I would like to make X forwarding work and run some X applications at home and have them displayed on a remote system:

 ssh -X -R 5555:localhost:22 [email protected] -N

On remote:

 ssh -X -p 5555 [email protected]

Then on home:

 //configure sshd to listen on 5555
 ssh [email protected]
 //here run some app

Should it work?

3
  • Please try it instead of asking if it would work. Commented Aug 17, 2013 at 15:07
  • Yes it's always best to try things and then if it doesn't work ask why. Commented Aug 17, 2013 at 19:19
  • sounds like you are doing it backwards .. the "normal" is to run in the remote and display it local. if you want to display on remote tell us about your network it may be simple and not even need ssh. Commented Mar 22, 2015 at 11:11

2 Answers 2

8

I have drawn some sketches

The machine, where the ssh tunnel command is typed is called »your host«.

ssh tunnel starting from local


ssh tunnel starting from remote

Introduction

  1. local: -L Specifies that the given port on the local (client) host is to be forwarded to the given host and port on the remote side.

    ssh -L sourcePort:forwardToHost:onPort connectToHost means: connect with ssh to connectToHost, and forward all connection attempts to the local sourcePort to port onPort on the machine called forwardToHost, which can be reached from the connectToHost machine.

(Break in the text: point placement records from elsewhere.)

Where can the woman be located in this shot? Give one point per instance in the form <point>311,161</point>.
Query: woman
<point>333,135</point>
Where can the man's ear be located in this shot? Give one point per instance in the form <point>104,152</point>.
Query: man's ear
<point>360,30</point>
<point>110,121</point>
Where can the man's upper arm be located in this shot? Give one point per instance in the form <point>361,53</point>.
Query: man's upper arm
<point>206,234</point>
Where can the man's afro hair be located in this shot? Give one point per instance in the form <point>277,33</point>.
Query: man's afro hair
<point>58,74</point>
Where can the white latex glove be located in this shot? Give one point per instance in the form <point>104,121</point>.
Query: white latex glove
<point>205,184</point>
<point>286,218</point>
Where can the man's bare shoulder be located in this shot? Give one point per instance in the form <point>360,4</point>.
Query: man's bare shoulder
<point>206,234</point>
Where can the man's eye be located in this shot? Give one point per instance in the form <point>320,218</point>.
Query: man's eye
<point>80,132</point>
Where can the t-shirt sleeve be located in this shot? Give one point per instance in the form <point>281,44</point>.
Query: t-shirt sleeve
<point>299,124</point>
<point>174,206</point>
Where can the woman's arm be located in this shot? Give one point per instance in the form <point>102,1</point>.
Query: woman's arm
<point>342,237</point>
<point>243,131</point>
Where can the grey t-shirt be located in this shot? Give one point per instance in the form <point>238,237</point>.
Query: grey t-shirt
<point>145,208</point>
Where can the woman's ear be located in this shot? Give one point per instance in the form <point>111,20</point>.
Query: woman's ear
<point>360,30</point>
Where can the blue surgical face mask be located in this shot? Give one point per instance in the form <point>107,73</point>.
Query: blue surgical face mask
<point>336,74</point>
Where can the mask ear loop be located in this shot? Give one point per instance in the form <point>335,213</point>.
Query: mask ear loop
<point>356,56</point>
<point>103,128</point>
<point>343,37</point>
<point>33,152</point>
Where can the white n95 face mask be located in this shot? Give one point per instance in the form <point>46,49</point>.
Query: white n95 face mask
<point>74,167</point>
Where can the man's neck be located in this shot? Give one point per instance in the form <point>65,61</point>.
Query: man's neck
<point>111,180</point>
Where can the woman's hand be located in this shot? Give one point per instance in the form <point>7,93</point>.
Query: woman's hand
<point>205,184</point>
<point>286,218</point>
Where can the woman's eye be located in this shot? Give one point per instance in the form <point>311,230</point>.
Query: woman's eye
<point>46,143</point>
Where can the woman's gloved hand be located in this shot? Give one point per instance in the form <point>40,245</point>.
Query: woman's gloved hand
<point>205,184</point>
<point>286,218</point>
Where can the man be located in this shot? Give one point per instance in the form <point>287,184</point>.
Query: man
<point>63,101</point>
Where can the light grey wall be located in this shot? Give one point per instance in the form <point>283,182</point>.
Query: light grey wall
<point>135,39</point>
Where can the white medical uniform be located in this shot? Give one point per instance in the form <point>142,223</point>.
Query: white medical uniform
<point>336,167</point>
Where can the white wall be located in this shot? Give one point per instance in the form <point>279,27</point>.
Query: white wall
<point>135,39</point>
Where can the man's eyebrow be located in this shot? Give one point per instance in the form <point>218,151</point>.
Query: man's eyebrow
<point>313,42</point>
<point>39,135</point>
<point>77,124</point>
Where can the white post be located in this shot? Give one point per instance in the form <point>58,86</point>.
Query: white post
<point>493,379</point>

  2. remote: -R Specifies that the given port on the remote (server) host is to be forwarded to the given host and port on the local side.

    ssh -R sourcePort:forwardToHost:onPort connectToHost means: connect with ssh to connectToHost, and forward all connection attempts to the remote sourcePort to port onPort on the machine called forwardToHost, which can be reached from your local machine.

Your example

Well, if you only would like to make X forwarding work, i.e. run some X applications on the computer at home and have them displayed on a remote system (let’s call it work computer, because it might be at your workplace), then you possibly don’t need an ssh tunnel at all.

Start X applications without tunnel

Can you simply ssh from the work computer to your home computer? If so, when you are sitting on the work computer and want to start an X application which runs on your home computer but displayes on your work computer, you have to type (on the work computer):

ssh -X homeuser@homecomputer firefox

This will start firefox on your home computer and display it on the machine where you typed this command, e.g. your work computer.

Hidden computer needs tunnel

This is image number 3 of my sketches. Many times the home computer is not reachable directly from the internet, because it is behind a firewall or hidden through NAT (from a router). Then you can use a tunnel.

At your blue home computer (yourhost) you type:

ssh -R 5555:localhost:22 remoteuser@remotehost

where 5555 is the green port and 22 ist the pink port in the image.

If you are now at work, at the remotehost, and connect to the green port 5555, your connection is tunneled/forwarded to the pink port of your home computer’s localhost (i.e. your blue home computer itself). Now you have to type on your work computer:

ssh -X -p 5555 homeuser@localhost firefox

which will start firefox on your home computer (yourhost) and display it on the machine where you typed this command, e.g. your work computer (remotehost).

1

You need to specify the remote display that you want to forward. On remote:

DISPLAY=:0 ssh -X -p 5555 user@localhost # not sure why you used 192.168.1.2

To forward the :0 display.

Then in that shell (now running on your home machine), run:

echo "$DISPLAY"

to find out what is the forwarded display. That will be something like localhost:10, which means you need to do a TCP connection on port 6010 to connect to the display :0 on the remote machine (:0 meaning to connect to some Unix domain socket in something like /tmp/.X11-unix)

Then for an application on your machine to display on the remote server's display, it's just a matter to tell them to use localhost:10:

DISPLAY=localhost:10 xlogo

for instance.

Note that, that's a tunnel over a tunnel.